Note: You may encounter out-of-memory errors on smaller machines if you attempt to load models larger than 2B parameters without quantization 23.

Understanding the Live Visualization Dashboard

When running with --visual, the terminal will display a real-time dashboard. Here is a breakdown of what each metric means:

=== Constrained JSON Decoder ===

User Prompt: What is the sum of 2 and 3?
Encoded Prompt (449 tokens): [151644, 872, 198, 2610, 525, 264, 729, 1786, 16740, 17847]...

Current State: EXPECT_VALUE (was EXPECT_COLON)
Context Path: name (enum)
Speed: 1.3 tokens/sec

Allowed Tokens: 2
Top Alternatives: ' :' (100.0%) | ':' (0.0%)

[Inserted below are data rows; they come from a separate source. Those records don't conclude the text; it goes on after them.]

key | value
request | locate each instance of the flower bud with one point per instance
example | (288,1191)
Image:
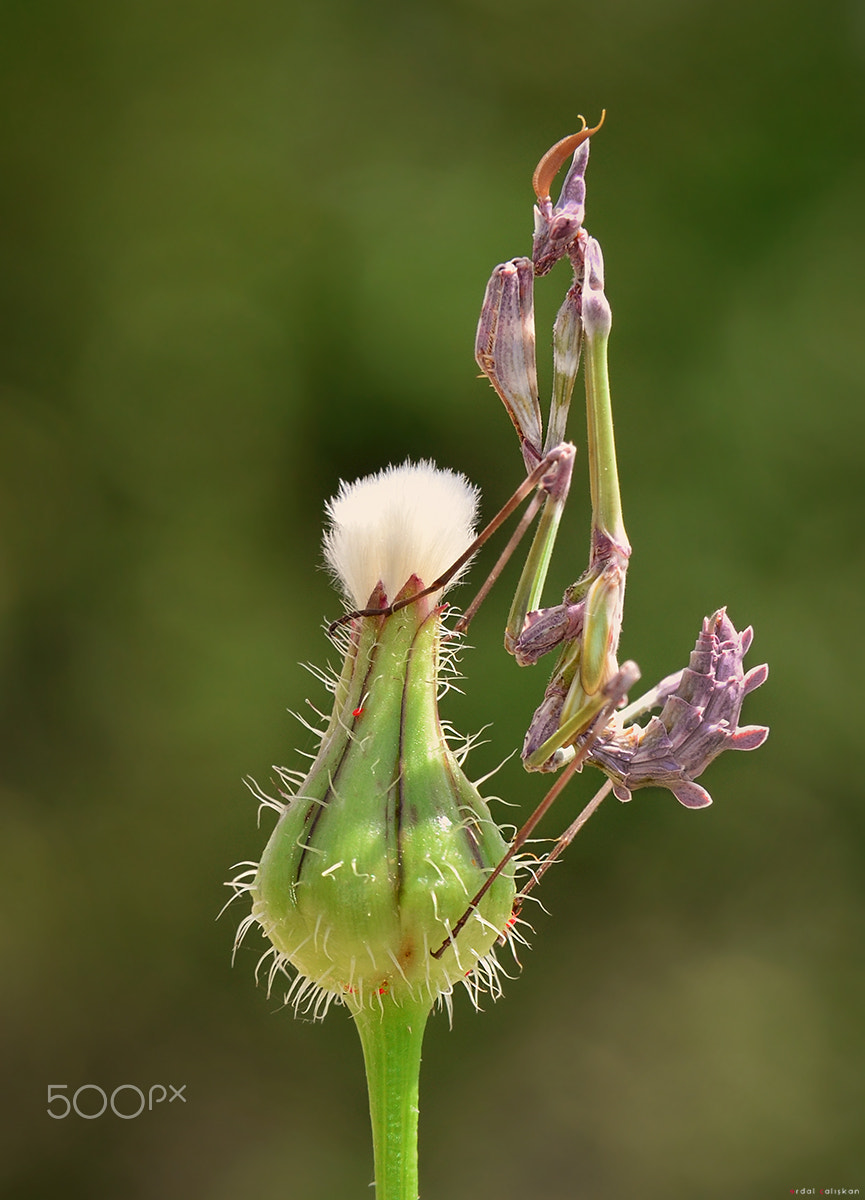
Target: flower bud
(505,351)
(698,720)
(598,318)
(557,227)
(377,855)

Generated Token: ' :' (ID: 549)

 { "name" :
  • Encoded Prompt: Displays the raw Integer IDs generated by the tokenizer for the input prompt, proving that the LLM only sees numbers.
  • Current State: The active step in the Finite State Machine (e.g., currently expecting a JSON value, previously parsed a colon).
  • Context Path: Dynamically infers your exact position within the provided JSON schema (e.g., currently generating the name field, which is constrained as an enum).
  • Speed: Live tracking of Tokens Per Second (TPS), which is a key performance metric for the decoder.
  • Allowed Tokens: The exact number of tokens in the 150k vocabulary that mathematically satisfy the JSON schema and current state.
  • Top Alternatives: Utilizes numpy softmax 24 probability analysis to display the top 3 alternative tokens the LLM considered from the Allowed Tokens pool, and its confidence percentages for each.

10. Design decisions

  1. State Machine Architecture: I chose a modular state machine (JSONState Enum) to track the decoding process. This makes the code highly extensible. If we want to add support for arrays or nested objects in the future, we simply add new states (e.g., ARRAY_START) rather than rewriting a monolithic parsing loop.
  2. LRU Caching for Token Masks: Computing valid tokens by iterating over a 150k vocabulary on every single generation step is incredibly slow. I utilized Python's @lru_cache to memoize the valid token sets for static states (like expecting a : or {). This drastically improved tokens-per-second (TPS).
  3. Pydantic Validation: All schemas and outputs are strictly validated using Pydantic. This ensures that the engine fails fast if the input JSON definitions are malformed, rather than crashing mid-generation.
  4. Fast-Forward Optimization: If the state machine determines that there is only one valid token (e.g., a colon : after a key), the decoder completely skips the LLM forward pass and appends the token directly. This cuts down inference time by nearly 30%.

11. Performance analysis

Tokens Per Second (TPS)

The primary bottleneck in autoregressive generation is the LLM's forward pass. However, constrained decoding adds overhead because we must filter a massive logits array on the CPU.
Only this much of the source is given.